How's your academic life? Have you been reading any? Do you still subscribe to Texas Monthly? Or was it The Smithsonian, I forget which? Right now, in my spare time, I'm reading Robert Oppenheimer: Letters and Recollections. Mostly it's a collection of letters from when he was in college and graduate school. The fellow was an amazing writer: it would be hard to tell he was a scientist if you didn't know otherwise. Of course, my real interest is in peering into his thoughts as he was learning quantum mechanics; that's why I'm putting time into the book. But it is always good to absorb something of someone else's style.

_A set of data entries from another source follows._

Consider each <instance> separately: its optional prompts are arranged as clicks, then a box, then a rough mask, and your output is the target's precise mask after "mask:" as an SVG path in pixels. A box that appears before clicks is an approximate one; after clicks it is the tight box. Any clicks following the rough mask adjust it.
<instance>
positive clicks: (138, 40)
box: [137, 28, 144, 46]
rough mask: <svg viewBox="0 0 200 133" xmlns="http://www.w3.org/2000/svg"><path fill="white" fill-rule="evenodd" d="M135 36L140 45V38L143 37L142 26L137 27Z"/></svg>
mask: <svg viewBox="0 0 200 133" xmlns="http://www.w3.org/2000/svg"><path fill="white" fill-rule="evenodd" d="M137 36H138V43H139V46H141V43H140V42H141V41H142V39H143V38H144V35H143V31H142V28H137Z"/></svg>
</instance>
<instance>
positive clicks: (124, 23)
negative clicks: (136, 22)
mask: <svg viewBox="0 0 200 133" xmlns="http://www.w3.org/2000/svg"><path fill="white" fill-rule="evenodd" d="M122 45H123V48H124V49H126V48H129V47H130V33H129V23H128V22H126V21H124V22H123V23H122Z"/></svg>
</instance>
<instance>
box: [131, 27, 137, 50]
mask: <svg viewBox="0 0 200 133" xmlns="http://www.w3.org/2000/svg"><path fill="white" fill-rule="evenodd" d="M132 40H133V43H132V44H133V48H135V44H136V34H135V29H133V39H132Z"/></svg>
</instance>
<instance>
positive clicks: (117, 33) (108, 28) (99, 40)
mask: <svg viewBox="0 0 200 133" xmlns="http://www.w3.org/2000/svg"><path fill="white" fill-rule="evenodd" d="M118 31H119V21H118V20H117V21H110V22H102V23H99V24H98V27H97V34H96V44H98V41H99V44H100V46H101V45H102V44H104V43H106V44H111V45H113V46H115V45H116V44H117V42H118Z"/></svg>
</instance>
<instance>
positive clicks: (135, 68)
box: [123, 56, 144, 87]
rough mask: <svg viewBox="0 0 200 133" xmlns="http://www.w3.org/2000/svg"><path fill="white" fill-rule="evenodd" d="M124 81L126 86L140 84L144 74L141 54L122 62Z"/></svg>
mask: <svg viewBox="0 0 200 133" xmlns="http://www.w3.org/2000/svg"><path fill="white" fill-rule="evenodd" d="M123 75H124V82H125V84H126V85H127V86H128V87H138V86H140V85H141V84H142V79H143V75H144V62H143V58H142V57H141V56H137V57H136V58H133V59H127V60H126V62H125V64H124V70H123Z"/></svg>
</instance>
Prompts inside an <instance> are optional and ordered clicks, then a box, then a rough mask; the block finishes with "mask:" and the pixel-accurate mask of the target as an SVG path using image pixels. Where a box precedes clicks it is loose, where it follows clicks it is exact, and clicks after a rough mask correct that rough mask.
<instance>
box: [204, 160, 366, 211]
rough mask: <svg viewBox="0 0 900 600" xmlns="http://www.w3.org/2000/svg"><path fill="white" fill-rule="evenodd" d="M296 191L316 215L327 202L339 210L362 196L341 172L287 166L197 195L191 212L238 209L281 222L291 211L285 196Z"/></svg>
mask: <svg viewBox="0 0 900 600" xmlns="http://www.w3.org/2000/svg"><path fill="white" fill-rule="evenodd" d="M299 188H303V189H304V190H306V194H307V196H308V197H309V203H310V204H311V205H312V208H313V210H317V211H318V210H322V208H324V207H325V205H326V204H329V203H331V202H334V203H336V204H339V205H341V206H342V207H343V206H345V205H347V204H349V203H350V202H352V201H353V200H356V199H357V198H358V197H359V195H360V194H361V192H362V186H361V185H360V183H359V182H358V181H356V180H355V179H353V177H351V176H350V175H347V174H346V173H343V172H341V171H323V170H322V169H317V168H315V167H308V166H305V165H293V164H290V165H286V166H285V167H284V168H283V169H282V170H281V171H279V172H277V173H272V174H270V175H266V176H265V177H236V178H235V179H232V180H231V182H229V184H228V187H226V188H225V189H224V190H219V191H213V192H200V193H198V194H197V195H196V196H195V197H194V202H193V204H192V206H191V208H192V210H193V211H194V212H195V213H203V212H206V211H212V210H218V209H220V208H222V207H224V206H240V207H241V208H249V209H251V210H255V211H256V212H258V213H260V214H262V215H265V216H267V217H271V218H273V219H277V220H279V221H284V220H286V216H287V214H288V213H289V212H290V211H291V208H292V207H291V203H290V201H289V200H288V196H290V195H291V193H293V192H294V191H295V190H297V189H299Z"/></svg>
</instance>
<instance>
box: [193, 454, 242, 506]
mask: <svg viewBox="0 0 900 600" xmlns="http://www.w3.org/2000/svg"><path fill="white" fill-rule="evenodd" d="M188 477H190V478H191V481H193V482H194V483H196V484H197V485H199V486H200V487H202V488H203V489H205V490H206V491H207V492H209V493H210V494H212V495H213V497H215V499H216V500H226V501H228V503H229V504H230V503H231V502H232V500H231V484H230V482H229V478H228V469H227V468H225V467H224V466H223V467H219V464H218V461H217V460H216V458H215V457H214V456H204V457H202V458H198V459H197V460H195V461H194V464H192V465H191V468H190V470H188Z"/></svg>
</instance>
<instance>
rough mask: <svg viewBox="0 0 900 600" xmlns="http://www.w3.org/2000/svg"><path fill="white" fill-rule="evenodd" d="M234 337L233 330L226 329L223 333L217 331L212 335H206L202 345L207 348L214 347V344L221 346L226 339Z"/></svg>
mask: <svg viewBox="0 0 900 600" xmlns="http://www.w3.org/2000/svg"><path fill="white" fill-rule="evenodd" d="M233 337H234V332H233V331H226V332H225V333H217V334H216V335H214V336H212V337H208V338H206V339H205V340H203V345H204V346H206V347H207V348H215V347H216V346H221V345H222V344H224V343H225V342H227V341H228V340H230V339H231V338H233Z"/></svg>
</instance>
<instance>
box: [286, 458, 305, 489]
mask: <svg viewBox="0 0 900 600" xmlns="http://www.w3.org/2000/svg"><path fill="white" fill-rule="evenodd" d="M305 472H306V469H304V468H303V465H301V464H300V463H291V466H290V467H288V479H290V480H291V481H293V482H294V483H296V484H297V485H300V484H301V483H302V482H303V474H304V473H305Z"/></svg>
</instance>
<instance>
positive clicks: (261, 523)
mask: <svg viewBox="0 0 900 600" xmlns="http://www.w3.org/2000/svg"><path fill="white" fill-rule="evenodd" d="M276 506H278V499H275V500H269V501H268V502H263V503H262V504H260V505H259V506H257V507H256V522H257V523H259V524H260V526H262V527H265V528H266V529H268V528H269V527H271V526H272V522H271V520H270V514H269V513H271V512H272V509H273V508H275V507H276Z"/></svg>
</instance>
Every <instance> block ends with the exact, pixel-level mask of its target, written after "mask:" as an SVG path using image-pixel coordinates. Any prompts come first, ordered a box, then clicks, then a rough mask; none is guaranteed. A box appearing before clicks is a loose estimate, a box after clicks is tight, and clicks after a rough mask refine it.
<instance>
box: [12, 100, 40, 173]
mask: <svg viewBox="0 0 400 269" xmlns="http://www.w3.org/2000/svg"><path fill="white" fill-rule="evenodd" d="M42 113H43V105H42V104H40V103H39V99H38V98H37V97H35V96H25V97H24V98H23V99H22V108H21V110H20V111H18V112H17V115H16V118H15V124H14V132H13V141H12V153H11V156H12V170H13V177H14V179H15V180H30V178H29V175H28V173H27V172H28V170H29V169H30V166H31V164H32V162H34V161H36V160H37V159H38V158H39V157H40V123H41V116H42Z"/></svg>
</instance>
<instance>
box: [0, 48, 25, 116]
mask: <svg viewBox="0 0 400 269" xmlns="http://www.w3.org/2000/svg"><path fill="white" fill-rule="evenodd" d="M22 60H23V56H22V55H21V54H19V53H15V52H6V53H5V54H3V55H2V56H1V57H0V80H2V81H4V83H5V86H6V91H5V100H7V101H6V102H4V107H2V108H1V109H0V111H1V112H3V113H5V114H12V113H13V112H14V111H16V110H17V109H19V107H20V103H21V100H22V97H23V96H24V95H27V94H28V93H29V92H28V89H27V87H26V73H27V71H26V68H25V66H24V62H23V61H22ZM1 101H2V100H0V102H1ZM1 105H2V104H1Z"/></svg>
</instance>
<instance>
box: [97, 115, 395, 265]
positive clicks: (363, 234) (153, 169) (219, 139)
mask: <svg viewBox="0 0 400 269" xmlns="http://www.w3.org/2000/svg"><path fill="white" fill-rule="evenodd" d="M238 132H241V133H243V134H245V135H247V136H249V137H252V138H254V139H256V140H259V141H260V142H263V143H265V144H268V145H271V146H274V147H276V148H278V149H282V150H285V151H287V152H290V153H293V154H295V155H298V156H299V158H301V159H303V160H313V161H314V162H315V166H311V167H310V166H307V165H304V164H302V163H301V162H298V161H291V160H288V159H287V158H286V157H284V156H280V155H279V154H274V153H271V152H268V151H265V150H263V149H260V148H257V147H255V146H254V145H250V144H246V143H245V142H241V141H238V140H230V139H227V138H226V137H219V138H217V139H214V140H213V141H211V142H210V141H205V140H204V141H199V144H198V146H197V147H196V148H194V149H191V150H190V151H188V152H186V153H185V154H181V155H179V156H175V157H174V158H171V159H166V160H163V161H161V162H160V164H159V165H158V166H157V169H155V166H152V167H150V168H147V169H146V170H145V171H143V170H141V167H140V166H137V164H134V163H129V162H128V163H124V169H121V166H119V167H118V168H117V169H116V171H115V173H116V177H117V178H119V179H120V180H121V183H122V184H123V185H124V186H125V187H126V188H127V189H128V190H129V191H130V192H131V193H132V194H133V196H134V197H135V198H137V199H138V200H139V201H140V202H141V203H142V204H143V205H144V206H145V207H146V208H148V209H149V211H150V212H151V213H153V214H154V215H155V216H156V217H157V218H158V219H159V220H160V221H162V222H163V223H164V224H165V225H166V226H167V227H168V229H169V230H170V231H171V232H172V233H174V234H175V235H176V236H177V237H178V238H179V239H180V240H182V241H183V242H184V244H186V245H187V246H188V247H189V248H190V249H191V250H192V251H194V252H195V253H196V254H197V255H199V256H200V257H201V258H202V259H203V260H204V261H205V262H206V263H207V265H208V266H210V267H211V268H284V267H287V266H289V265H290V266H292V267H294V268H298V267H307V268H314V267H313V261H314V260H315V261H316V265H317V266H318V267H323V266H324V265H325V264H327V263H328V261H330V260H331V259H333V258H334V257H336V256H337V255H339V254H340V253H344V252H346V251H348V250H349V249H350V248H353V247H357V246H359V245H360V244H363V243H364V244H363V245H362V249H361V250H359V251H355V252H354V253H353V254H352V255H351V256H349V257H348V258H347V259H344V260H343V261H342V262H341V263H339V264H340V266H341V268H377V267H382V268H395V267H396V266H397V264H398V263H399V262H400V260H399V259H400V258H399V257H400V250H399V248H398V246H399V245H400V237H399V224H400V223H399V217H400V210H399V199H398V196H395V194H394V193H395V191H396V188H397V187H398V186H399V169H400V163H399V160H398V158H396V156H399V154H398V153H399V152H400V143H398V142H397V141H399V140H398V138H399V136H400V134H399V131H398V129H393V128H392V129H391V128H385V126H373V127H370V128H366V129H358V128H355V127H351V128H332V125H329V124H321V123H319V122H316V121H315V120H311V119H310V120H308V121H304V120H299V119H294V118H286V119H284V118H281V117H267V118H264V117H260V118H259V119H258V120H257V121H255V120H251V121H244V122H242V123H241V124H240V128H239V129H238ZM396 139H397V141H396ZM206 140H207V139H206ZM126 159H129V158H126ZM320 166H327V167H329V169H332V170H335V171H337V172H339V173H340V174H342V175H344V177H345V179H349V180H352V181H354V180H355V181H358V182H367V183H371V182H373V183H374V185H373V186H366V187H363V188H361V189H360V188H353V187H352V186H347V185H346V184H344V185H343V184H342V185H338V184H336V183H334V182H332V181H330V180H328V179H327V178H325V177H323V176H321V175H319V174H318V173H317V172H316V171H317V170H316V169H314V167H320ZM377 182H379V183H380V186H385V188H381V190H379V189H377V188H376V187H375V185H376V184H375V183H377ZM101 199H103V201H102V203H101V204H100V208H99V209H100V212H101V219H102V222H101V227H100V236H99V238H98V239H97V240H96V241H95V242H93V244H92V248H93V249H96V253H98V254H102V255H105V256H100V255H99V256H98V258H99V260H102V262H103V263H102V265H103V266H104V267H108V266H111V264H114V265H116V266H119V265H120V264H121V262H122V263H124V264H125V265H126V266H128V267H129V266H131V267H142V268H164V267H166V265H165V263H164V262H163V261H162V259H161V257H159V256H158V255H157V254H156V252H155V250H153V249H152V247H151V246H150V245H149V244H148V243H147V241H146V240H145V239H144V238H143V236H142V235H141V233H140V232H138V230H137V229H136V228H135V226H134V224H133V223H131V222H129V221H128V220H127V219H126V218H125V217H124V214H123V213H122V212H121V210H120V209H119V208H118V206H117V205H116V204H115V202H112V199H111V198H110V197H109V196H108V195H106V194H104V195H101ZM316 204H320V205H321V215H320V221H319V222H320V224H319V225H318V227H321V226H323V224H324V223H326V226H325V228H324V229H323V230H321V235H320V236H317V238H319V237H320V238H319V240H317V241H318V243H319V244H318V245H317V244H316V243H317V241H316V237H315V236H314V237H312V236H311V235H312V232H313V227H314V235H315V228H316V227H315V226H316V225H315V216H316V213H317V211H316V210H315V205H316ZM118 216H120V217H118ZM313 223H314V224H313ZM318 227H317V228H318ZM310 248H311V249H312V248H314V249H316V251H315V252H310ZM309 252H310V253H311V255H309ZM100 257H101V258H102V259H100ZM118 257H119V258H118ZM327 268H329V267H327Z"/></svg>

Have you ever read anything by William James (the psychologist and philosopher – not to be confused with Henry James)? For some reason I'm just fascinated with his writing style; I would love to be able to pull the same tricks, and have it acceptable to do so. If you get a chance, take a look at the first few pages of his essay “The Dilemma of Determinism” just for the style. (You'll be able to find it in the library in any collection of his essays, probably with titles like The Will to Believe; the one I have at home is a Dover edition.)
There's a new phenomenon going on in my field: we've apparently reached the level where it's time for some books on the subject.